CELL RIPPED BY GIRDERS
  He said he actually did not see any structural defect, but "when I heard the crash it sounded as though the fin structure was pulling out of the frame where it is bolted to the main girders." Cell No. 1, he said, "must have been ripped by the girders."
  With this explanation before them, members of the board of inquiry wanted to know more about the previous trouble with the fin.
  It occurred, Davis declared, while the Macon was over Texas on its way to the Caribbean Sea to join the United States Fleet in last spring's maneuvers. Two diagonal girders sheared off below the port fin, Davis testified. Temporary repairs were made at the time, followed by "permanent strengthening" when the dirigible reached Florida.

BUMP ON PORT FIN
  "Was that Texas casualty extraordinary?" he was asked.
  "It was the first on the Macon. We had hit bumpy weather over Texas and I would say that the break was caused by an upper bump on the port fin."
  John D. Reppy, lieutenant junior grade, leaned to the gust-of-wind theory, testifying that he felt a lurch he attributed to that cause and immediately went into the stern, where he discovered two gas cells deflating and:
  "Frame No. 17, where the upper fin is attached forward, was completely severed. There was no trace of the upper walkway, which terminates there also. The ship was completely open in the upper stern. I could see only a small part of the rear of the upper fin still attached to the frame."
  Commander Herbert V. Wiley asked Reppy if the lurch he felt was not caused by a casualty to the controls. Reppy replied he did not think so. Commander Wiley, it has been indicated, holds to the same theory of faulty design as does Lieutenant-Commander Scott Peck.

SUNNYVALE EMPLOYEES EXPECTED TO KEEP JOBS
  WASHINGTON, Feb. 15. (AP)-Representative McGrath of San Mateo, Cal., said after a conference with high Navy Department officials today employment will be provided for civil employees at the Sunnyvale airship base.
  There are about 200 civil service employees at the base, where the ill-fated Macon, lost off Point Sur February 12, formerly was based.
  "Perhaps some of those now employed at Sunnyvale will be transferred temporarily," McGrath said, "to other naval stations.

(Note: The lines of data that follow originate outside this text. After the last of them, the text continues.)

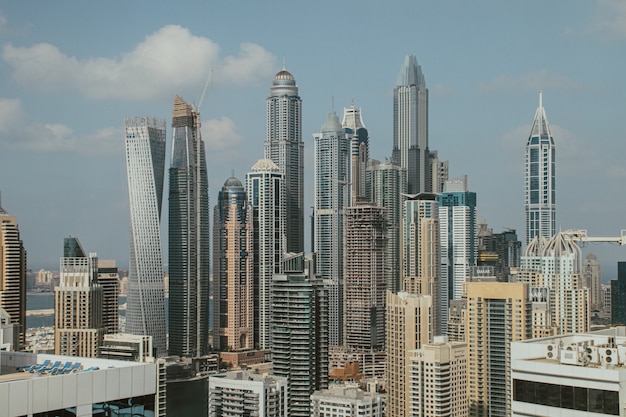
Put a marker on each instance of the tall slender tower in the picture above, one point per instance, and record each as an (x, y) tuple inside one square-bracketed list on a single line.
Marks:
[(233, 301), (189, 239), (145, 164), (12, 273), (410, 126), (265, 190), (540, 187), (284, 146), (332, 195)]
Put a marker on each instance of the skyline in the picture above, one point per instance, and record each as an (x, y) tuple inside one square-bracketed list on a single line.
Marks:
[(64, 98)]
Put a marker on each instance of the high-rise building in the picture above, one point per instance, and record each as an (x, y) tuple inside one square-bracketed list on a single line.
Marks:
[(410, 127), (189, 239), (498, 313), (457, 217), (421, 252), (408, 327), (384, 180), (364, 282), (78, 303), (233, 283), (109, 280), (592, 279), (264, 185), (300, 331), (540, 187), (438, 379), (332, 195), (284, 146), (359, 151), (13, 274), (145, 164)]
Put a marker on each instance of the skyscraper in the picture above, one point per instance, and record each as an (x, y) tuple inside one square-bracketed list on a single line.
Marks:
[(233, 284), (78, 303), (265, 190), (332, 194), (410, 126), (189, 238), (12, 273), (364, 282), (145, 164), (284, 146), (540, 184)]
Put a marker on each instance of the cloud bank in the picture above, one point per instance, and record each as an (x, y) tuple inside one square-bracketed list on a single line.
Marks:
[(168, 60)]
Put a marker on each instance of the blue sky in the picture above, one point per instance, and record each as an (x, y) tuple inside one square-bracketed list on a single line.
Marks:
[(71, 71)]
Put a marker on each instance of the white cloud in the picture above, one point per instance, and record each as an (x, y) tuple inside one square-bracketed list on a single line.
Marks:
[(18, 131), (164, 63), (531, 81)]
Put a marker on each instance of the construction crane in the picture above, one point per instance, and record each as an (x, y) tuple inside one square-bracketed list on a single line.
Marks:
[(582, 237)]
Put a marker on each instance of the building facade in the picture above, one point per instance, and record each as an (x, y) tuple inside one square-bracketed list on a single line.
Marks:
[(332, 195), (264, 185), (233, 282), (284, 146), (13, 273), (540, 184), (189, 239), (145, 164)]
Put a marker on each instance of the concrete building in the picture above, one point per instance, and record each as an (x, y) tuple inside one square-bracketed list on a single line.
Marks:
[(265, 189), (145, 165), (244, 393), (78, 303), (233, 283), (570, 375), (347, 401), (13, 273), (498, 313), (30, 386), (438, 379), (364, 279), (409, 327), (284, 146)]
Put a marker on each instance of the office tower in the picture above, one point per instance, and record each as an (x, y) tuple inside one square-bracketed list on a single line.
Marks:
[(556, 264), (457, 217), (145, 164), (237, 393), (384, 180), (109, 280), (592, 279), (408, 327), (410, 126), (265, 190), (13, 273), (284, 146), (78, 325), (438, 375), (300, 331), (189, 238), (332, 195), (498, 313), (364, 282), (540, 187), (233, 283), (359, 151), (580, 374), (421, 252), (618, 296), (347, 401)]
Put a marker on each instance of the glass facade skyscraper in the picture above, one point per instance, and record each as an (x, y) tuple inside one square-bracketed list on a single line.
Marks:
[(145, 163), (189, 238), (540, 186)]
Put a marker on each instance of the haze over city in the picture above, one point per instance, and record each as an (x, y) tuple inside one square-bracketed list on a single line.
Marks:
[(71, 72)]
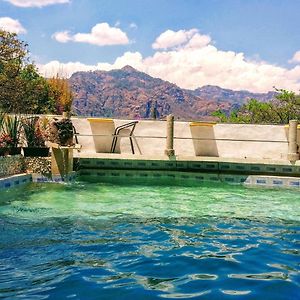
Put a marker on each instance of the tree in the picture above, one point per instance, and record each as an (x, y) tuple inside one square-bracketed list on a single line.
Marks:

If that becomes necessary it will be only temporarily and as few transfers as possible will be made.
  "None will be let out, I am informed."

NEW DIRIGIBLE URGED BY HOUSE LEADER
  WASHINGTON, Feb. 15. (U.P.)-Immediate construction of a new airship to replace the Macon was advocated today by Representative Clarence J. McLeod, Republican of Michigan, ranking minority member of the House Appropriations Committee.